BLOG vom: 03.06.2014
Lebensbeichte – Fortsetzungsroman aus Nachlässen (6)
Autor: Richard Gerd Bernardy, Dozent für Deutsch als Fremdsprache, Viersen/Westdeutschland
Ich blätterte in Fjodor Michailowitsch Dostojewskijs „Aufzeichnungen“ und stiess auf unterstrichene Zeilen, gekennzeichnet am Rande der Seite durch eine „9“.
„Der Vater liebt die Tochter immer mehr als die Mutter, viele Töchter haben es gut im Elternhaus. Und ich würde meine Tochter überhaupt nicht heiraten lassen.“ „Wieso nicht?" fragte sie mit dem Anflug eines Lächelns. „Aus Eifersucht, bei Gott. Sie soll einen Fremden küssen? Einen Fremden mehr als den Vater lieben? Man kann sich das kaum vorstellen."
Ich begann mit dem Blatt 9. Ich war neugierig geworden, wie die Zeilen mit seiner „Lebensbeichte“ zusammenhingen.
Wie bereits erwartet, schilderte sie den Charakter ihres Vaters in den höchsten Tönen. Er lese ihr jeden Wunsch von den Lippen ab, er vergöttere sie. Bei ihm könne sie sich viel erlauben. „Was denn, zum Beispiel", fragte ich sie. Sie antwortete: „Wenn ich später nach Hause komme, als es mir erlaubt wurde, sagt er nur, dass er es gut findet, mich wieder zu sehen und dass er ein Auge zudrücken werde. Er musste schon viele Augen zudrücken!" Sie schaute mich schelmisch an. „Wenn Zuspätkommen das einzige Vergehen war", provozierte ich sie, um mehr aus ihr herauszuholen. „Einmal sind wir mit einer Clique kurz vor Mitternacht noch im Bodensee baden gegangen. Man sah nur ein paar Lichter von der Uferstrasse und von Fischerbooten. Keine hatte Badekleidung dabei, wir waren alle nackt." „Hast du das zu Hause erzählt?" fragte ich sie. „Mein Vater hätte mich nie wieder auf die Strasse gelassen und meine Mutter auch nicht’", bekräftigte sie ihr Nein-Nicken.

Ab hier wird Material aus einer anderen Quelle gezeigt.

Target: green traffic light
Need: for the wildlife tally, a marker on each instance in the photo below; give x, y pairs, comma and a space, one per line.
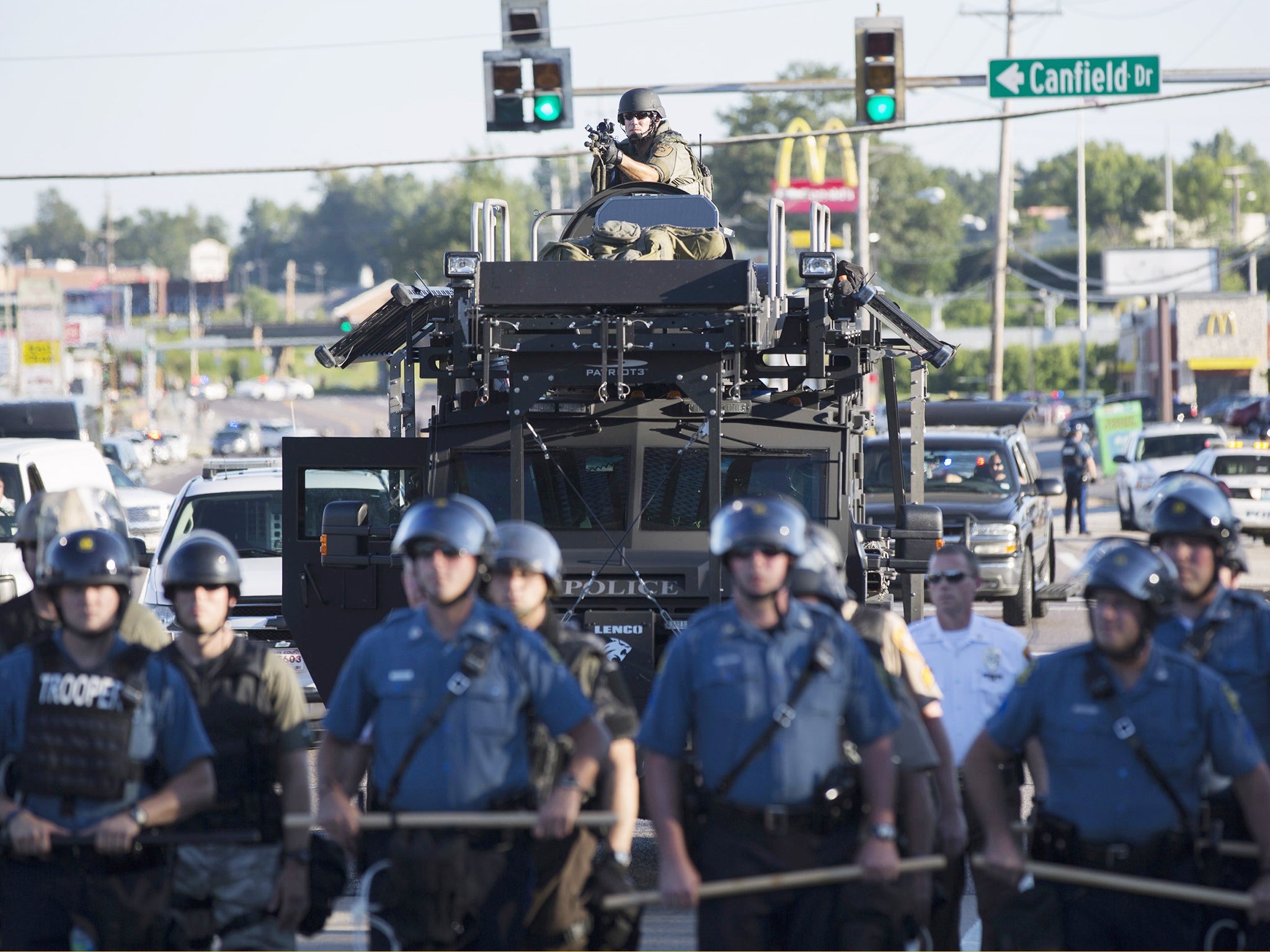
881, 108
546, 107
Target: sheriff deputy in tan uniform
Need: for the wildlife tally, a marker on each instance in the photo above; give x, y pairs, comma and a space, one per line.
652, 150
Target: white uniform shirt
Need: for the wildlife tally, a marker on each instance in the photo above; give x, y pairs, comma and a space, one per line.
975, 668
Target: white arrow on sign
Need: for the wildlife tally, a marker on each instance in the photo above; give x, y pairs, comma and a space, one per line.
1011, 77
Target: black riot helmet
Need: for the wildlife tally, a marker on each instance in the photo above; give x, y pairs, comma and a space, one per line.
456, 521
1192, 505
525, 545
758, 522
819, 570
206, 559
1139, 571
639, 100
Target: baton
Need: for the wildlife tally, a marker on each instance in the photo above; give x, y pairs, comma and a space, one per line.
441, 819
770, 883
1123, 883
1233, 848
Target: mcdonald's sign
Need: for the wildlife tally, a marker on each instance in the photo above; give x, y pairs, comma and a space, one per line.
1219, 324
840, 195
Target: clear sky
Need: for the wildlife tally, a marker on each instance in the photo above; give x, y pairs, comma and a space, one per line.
153, 84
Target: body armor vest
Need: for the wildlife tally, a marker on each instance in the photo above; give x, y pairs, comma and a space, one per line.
79, 726
238, 715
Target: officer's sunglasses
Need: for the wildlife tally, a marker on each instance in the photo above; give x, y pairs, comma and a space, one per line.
426, 550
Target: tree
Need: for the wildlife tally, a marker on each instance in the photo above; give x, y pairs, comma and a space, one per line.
164, 238
59, 231
1119, 187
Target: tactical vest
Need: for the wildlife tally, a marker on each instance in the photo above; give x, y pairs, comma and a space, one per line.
585, 658
238, 715
79, 726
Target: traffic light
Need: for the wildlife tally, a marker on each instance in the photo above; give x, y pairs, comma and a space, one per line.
879, 70
527, 92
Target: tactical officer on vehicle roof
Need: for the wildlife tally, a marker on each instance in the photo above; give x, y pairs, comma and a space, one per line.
253, 896
652, 150
921, 747
1127, 728
523, 575
450, 689
762, 687
1227, 630
88, 728
32, 616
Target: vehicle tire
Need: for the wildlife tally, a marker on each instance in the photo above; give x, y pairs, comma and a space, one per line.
1018, 610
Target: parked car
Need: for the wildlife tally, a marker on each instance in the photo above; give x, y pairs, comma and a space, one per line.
146, 509
238, 438
246, 507
1156, 450
988, 484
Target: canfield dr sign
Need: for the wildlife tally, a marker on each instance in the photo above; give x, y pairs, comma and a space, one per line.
1093, 76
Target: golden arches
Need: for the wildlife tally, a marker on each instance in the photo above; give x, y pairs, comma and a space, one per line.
817, 154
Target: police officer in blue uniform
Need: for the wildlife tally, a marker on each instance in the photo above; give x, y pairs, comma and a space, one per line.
1127, 728
1227, 630
450, 689
733, 671
89, 729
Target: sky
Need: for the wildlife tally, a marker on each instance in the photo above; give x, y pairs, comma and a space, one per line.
153, 84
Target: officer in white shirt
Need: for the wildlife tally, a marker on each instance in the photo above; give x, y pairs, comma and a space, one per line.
975, 662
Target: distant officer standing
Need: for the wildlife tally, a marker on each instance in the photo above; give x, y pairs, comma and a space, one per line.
1227, 630
1078, 472
768, 659
652, 150
252, 896
526, 571
450, 689
975, 662
1127, 729
87, 724
32, 616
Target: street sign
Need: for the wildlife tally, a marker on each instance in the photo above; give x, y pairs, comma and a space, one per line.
1093, 76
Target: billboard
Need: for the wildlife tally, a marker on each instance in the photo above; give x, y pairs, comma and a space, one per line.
1128, 272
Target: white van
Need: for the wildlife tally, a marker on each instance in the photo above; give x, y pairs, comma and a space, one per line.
32, 466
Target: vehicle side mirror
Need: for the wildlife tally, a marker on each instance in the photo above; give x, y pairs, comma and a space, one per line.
1049, 487
345, 535
140, 553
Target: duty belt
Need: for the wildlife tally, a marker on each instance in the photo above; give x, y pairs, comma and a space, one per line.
775, 818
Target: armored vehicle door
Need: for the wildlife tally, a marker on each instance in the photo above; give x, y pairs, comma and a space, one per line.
328, 609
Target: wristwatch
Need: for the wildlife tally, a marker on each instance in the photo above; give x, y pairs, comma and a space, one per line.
883, 832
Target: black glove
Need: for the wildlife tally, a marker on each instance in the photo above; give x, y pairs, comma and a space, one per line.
611, 928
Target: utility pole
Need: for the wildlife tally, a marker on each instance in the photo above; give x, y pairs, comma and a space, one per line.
1005, 203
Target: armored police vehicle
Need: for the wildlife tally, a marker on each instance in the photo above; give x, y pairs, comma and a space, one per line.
618, 404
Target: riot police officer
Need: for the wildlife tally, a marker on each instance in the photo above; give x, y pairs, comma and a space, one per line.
652, 150
768, 659
1225, 628
921, 747
1127, 728
32, 616
1078, 471
526, 571
251, 895
450, 689
87, 724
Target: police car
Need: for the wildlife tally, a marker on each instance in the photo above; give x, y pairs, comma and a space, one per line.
1155, 451
242, 499
1242, 467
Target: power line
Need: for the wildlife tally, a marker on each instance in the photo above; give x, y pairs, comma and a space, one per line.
566, 152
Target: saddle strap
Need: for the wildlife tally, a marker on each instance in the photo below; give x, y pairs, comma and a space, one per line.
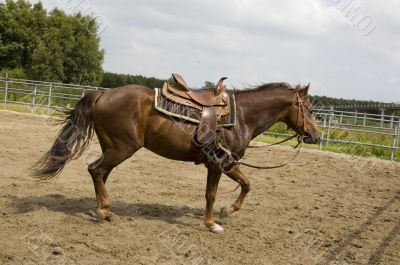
179, 80
206, 131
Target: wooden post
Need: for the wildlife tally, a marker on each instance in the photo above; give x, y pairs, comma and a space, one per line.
49, 99
329, 127
6, 93
395, 141
323, 133
365, 119
355, 117
392, 120
34, 99
382, 118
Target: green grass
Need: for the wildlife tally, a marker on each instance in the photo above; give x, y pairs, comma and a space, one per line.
351, 149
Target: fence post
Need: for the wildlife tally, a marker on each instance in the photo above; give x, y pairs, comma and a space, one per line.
383, 118
355, 117
49, 98
323, 133
6, 92
392, 121
395, 141
34, 99
365, 119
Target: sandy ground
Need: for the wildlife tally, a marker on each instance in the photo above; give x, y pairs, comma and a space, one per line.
323, 208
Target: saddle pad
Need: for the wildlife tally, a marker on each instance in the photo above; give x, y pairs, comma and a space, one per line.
187, 113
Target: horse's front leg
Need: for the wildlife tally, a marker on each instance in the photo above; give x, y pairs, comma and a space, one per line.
213, 177
238, 176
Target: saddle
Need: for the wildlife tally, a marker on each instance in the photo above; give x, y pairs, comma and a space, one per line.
213, 105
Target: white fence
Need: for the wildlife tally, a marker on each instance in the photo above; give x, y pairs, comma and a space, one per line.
36, 95
43, 96
341, 127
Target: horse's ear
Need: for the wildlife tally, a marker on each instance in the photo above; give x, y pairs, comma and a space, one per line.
304, 91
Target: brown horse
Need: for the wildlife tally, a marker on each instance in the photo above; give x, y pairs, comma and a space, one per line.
126, 120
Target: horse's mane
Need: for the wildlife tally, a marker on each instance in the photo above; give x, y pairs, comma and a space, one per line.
265, 86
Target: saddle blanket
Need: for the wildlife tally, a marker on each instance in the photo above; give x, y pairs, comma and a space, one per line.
187, 113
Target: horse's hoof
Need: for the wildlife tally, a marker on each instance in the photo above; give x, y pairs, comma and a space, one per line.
224, 213
104, 214
216, 228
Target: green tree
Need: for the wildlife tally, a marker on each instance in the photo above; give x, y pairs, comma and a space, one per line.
49, 46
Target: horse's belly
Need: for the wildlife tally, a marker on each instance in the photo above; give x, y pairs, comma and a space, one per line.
171, 139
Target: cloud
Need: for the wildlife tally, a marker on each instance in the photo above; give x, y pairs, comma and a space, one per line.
255, 41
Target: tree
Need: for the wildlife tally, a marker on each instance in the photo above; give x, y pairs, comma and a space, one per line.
49, 46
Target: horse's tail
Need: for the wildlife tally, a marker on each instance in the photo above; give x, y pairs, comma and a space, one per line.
72, 139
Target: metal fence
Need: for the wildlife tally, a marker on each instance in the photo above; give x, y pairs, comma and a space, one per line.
380, 131
37, 95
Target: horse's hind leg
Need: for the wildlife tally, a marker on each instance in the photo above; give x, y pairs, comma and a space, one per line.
99, 170
238, 176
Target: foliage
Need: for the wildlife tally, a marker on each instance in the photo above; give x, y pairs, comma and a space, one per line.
352, 149
112, 80
50, 46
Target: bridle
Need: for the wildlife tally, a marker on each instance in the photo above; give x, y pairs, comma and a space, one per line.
300, 137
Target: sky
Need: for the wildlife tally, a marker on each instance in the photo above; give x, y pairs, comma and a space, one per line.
344, 48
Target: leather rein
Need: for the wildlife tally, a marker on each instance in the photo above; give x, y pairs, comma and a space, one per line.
300, 138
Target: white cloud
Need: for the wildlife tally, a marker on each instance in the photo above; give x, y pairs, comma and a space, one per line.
255, 40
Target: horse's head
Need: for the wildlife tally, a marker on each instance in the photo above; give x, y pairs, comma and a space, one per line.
300, 116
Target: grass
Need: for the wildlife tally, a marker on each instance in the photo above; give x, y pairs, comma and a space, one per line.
337, 134
352, 149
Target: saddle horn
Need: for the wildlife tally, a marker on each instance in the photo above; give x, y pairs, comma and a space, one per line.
179, 81
220, 87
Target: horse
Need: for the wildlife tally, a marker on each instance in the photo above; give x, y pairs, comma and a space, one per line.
125, 120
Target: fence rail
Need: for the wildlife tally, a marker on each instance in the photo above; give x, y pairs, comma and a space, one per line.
333, 122
34, 95
39, 95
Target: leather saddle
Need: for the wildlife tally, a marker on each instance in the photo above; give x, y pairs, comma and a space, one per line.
213, 104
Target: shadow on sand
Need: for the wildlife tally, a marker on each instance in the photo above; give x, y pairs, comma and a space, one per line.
59, 203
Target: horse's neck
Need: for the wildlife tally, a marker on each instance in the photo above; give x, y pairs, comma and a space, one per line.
262, 109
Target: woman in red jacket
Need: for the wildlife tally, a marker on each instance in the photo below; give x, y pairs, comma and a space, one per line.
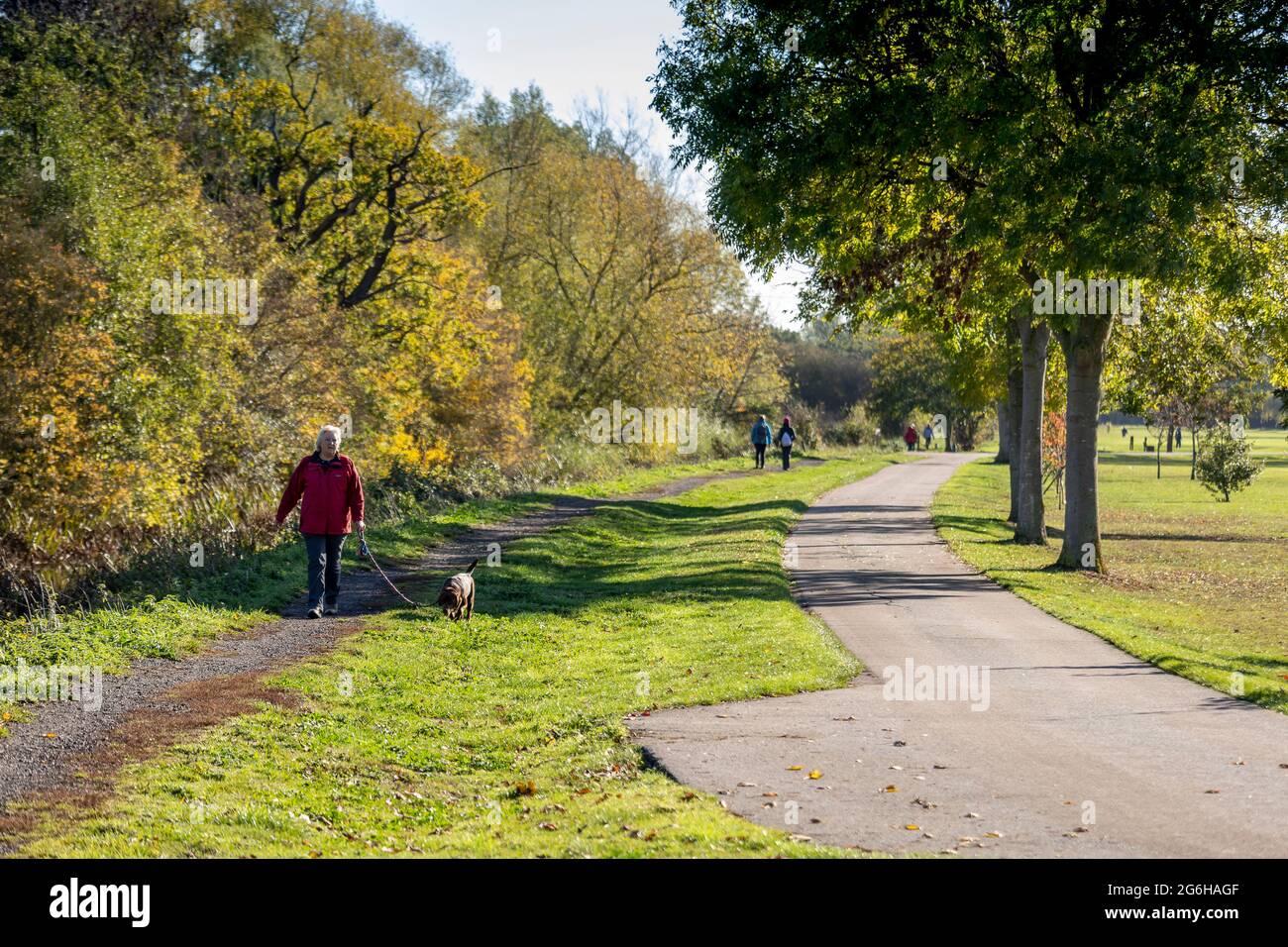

„Und was ist noch passiert, in dieser Nacht?"
„Das, wozu einfach die Zeit gekommen war. Ich wollte wissen, wie das ist, von dem alle reden, das alle so wichtig finden, was das Leben verändert, nicht nur dasjenige der Mädchen. Wie ich gemacht worden bin."
„Hattest du denn einen Freund?"
„Wozu? Einen scharfen Typen kann man immer finden!"
„Wusste er, dass du noch nie?"
„Ich habe es ihm nicht auf die Nase gebunden."
„Und wie war das für dich?"
„Enttäuschend. Ich habe so gut wie nichts dabei empfunden."
„Und?"
„Nichts, aber ich nehme jetzt die Pille."
Sie zeigte mir die Stadt, das Münster, Fachwerkhäuser, das Schnetztor, und am Hafen das Standbild der Imperia, eine 9 m hohe Frauenfigur, sie soll eine üppige Kurtisane darstellen, mit tiefem Dekolleté und geöffnetem Kleid. Sie trägt in jeder Hand zwei zwergenhafte nackte Männlein. Die Skulptur dreht sich fortdauernd um ihre eigene Achse. Das literarische Vorbild des Bildhauers war Honoré de Balzac mit seiner Erzählung „La belle imperia".
„Erotisch und sinnenfreudig. So wünsche ich mir die Frau!’"sagte ich.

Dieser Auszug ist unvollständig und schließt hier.